An intensive course on the modern practice of scientific computing aimed at the late-undergraduate or graduate level in the physical sciences, mathematics and engineering.
Introduction¶
Scientific computing, broadly understood as the use of computational resources to solve research-specific problems, has in the last decade grown immensely in its reach across disciplines as well as changing in nature. The vast majority of computational effort in science during the XXth century was devoted to the solution of numerical problems (first exclusively with Fortran and then including other languages). But in the past two decades, higher-level environments that allow for more rapid and flexible development and incorporate extensive libraries, data analysis and interactive exploration have become extremely popular. This was pioneered by the creation of Matlab and IDL, followed by systems with symbolic capabilities like Mathematica and Maple, all of them commercial products.

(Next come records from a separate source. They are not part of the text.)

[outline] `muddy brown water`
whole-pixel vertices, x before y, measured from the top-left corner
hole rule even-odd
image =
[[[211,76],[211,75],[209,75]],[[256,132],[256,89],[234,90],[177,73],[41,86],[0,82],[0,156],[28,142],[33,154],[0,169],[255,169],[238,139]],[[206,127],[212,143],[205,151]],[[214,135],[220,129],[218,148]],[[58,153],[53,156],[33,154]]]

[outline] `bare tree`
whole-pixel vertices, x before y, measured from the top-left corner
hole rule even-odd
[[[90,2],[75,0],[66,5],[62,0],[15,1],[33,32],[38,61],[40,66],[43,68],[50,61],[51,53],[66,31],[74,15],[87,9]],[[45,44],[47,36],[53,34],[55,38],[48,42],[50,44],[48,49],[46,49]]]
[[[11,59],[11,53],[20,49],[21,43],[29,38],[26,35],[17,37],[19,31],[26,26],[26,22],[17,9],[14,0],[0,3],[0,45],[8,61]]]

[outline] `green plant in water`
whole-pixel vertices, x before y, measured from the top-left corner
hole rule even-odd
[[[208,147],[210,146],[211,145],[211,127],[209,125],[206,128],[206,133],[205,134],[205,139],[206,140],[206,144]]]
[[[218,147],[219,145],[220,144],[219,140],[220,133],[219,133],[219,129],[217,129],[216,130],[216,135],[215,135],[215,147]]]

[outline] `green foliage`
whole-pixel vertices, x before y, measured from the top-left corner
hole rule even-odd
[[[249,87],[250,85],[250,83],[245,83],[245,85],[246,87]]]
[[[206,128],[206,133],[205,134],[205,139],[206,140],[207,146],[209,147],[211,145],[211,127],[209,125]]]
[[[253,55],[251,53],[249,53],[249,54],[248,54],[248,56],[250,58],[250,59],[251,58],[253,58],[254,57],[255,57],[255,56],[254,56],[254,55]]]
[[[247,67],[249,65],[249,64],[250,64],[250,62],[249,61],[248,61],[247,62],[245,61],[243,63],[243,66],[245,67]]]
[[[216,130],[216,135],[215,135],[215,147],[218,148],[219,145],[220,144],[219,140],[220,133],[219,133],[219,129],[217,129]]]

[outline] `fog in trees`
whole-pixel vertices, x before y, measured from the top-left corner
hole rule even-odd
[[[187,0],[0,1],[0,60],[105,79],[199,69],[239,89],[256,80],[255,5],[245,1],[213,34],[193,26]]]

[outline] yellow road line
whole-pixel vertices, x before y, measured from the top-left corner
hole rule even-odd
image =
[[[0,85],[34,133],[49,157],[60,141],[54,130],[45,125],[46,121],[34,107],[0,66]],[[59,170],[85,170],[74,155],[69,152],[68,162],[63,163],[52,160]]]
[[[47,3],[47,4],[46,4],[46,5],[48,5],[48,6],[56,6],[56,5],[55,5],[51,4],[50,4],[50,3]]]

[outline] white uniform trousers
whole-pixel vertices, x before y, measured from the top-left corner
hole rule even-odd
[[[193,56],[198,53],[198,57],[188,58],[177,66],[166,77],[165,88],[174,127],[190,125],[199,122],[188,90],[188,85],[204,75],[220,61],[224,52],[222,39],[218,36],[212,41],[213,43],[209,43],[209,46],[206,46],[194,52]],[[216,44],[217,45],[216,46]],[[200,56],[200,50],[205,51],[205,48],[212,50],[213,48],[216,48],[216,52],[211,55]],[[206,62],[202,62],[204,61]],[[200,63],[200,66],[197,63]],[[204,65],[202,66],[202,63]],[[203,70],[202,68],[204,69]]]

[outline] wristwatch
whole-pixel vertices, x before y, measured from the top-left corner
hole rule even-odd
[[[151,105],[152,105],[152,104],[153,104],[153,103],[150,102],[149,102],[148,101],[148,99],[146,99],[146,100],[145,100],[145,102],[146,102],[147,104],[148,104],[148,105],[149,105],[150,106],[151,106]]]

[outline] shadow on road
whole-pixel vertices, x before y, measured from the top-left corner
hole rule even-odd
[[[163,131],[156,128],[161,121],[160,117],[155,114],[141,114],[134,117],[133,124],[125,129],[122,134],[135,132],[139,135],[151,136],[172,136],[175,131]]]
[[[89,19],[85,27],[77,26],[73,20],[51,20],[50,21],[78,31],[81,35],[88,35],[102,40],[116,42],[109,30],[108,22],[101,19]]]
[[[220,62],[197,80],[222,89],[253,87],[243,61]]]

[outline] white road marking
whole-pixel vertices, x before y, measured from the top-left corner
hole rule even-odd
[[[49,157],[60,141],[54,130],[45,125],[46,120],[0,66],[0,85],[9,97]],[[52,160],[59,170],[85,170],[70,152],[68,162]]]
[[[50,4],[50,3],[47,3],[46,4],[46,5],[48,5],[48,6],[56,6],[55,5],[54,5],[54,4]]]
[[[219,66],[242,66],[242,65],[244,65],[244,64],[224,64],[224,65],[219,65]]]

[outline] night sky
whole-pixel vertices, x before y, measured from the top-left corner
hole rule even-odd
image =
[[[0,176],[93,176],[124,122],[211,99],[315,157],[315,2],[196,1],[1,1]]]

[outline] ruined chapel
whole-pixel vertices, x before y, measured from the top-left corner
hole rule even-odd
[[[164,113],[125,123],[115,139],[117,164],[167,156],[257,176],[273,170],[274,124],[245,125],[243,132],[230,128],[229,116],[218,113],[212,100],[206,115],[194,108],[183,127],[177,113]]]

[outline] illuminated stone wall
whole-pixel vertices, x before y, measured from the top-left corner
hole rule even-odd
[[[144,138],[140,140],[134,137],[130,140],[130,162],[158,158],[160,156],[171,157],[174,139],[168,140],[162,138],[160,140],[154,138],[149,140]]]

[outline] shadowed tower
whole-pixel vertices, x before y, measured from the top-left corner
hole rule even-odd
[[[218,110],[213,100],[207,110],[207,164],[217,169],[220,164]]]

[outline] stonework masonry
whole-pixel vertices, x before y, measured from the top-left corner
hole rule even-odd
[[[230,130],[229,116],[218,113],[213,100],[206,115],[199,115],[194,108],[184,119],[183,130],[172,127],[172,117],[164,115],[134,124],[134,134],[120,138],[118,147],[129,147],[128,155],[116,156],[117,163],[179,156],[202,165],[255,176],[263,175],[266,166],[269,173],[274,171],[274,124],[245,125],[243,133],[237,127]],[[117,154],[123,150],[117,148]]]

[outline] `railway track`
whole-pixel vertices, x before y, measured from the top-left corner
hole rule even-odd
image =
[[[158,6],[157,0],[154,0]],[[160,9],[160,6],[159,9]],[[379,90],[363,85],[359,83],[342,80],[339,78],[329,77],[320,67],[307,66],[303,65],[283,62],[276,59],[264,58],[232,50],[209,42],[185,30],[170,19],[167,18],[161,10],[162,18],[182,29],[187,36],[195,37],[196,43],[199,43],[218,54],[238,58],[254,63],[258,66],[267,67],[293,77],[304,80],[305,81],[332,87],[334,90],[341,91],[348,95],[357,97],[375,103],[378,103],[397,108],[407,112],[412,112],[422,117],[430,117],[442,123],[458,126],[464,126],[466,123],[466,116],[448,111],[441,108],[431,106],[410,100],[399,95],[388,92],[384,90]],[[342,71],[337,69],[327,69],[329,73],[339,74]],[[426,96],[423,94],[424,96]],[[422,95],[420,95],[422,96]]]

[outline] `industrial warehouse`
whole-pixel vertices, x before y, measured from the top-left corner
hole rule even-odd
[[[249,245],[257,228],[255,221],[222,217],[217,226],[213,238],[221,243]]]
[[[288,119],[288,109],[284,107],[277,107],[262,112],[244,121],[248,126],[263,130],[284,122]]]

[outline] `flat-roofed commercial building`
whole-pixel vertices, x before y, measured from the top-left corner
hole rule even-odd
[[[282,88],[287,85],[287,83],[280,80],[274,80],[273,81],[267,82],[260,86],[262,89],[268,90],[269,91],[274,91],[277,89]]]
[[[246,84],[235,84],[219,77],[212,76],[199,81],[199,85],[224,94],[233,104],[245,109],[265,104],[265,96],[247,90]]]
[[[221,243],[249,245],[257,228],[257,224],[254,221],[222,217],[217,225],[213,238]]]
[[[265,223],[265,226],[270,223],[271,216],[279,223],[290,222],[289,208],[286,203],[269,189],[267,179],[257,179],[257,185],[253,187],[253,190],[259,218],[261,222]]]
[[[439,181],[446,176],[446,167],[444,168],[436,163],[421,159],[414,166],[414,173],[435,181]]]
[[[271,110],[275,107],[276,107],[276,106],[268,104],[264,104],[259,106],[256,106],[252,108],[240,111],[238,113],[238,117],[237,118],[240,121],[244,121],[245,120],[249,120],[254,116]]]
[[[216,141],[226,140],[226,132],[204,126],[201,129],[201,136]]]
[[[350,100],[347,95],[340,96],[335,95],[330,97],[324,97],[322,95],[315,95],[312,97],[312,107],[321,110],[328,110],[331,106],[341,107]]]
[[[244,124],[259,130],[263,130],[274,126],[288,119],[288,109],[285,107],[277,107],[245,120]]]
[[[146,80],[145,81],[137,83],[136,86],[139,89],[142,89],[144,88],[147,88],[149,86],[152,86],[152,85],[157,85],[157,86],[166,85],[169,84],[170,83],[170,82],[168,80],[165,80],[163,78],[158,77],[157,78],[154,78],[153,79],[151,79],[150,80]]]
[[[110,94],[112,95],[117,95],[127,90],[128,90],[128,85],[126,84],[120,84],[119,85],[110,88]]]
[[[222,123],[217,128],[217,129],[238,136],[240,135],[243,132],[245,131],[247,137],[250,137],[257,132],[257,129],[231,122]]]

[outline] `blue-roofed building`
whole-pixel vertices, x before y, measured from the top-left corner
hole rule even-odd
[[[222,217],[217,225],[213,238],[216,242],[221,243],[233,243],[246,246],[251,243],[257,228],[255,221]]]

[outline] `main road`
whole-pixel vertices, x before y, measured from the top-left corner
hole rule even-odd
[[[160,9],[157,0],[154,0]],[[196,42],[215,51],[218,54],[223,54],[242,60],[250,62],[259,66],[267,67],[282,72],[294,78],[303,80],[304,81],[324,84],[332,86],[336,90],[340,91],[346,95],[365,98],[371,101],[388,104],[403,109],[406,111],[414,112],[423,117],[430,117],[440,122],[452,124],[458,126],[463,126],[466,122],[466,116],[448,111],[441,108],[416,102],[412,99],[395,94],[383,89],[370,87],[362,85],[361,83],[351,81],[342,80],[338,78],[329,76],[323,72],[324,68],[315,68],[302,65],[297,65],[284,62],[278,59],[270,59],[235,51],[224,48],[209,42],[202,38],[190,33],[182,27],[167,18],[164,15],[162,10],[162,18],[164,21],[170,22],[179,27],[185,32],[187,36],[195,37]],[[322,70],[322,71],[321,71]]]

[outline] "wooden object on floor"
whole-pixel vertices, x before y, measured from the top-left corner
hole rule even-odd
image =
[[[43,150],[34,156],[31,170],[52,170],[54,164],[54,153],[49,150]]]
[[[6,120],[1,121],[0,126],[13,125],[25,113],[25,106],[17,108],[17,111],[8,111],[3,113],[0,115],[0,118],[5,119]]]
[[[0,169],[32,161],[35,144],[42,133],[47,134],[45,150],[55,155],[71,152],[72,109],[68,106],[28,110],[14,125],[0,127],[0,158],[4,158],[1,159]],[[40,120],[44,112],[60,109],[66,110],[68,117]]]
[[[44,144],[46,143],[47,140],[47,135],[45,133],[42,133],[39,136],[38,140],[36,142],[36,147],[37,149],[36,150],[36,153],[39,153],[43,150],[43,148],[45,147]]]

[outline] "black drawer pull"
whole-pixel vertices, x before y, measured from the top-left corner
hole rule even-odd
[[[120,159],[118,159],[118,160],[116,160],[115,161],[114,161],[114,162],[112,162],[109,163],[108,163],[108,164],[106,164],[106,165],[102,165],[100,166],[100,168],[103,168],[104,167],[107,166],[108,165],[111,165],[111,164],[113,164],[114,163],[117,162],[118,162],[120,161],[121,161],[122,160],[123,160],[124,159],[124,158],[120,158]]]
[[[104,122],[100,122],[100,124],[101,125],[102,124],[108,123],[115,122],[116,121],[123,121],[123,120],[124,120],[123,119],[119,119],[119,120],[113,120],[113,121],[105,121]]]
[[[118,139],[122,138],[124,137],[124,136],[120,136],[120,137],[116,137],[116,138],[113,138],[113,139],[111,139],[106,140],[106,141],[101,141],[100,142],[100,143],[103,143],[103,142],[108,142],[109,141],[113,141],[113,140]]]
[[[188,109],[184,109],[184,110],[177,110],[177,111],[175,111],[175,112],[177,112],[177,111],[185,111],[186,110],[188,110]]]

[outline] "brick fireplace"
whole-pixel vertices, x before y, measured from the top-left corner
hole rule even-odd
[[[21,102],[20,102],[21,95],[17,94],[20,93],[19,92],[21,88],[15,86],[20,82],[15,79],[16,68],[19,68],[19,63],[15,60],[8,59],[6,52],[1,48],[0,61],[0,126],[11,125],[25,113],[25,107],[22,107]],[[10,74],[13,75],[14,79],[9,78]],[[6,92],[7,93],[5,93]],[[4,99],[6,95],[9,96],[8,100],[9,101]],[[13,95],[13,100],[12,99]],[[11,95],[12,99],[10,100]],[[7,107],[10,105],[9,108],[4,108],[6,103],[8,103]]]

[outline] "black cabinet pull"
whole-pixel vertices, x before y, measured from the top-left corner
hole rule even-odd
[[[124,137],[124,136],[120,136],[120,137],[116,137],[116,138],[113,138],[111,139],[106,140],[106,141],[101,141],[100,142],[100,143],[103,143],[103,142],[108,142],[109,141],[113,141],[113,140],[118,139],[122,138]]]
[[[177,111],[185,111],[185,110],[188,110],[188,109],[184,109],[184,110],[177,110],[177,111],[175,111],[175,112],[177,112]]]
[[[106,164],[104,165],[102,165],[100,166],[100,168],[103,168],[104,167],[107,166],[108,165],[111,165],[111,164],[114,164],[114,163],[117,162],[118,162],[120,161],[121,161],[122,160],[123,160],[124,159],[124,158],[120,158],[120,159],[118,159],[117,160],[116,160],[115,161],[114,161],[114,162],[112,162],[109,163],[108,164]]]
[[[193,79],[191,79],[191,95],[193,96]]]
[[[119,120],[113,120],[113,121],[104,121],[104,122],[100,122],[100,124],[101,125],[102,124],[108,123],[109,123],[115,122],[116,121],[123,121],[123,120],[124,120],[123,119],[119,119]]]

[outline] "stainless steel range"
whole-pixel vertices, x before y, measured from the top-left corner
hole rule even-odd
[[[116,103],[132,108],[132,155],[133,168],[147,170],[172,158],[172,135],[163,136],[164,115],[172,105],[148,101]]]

Simultaneously, we reached the point where today, scientists from virtually every discipline need to perform extensive computational work. This is partly thanks to the existence of such systems that enable someone who is not an expert at low-level programming to perform sophisticated computational tasks, but also fueled by the explosion of data that is flooding many fields in a way that inescapably mandates a change towards semi-automated, large-scale computational analysis and modeling (for a particularly interesting example of this, see Josh Bloom’s current work on automatic real-time astronomical data acquisition and analysis)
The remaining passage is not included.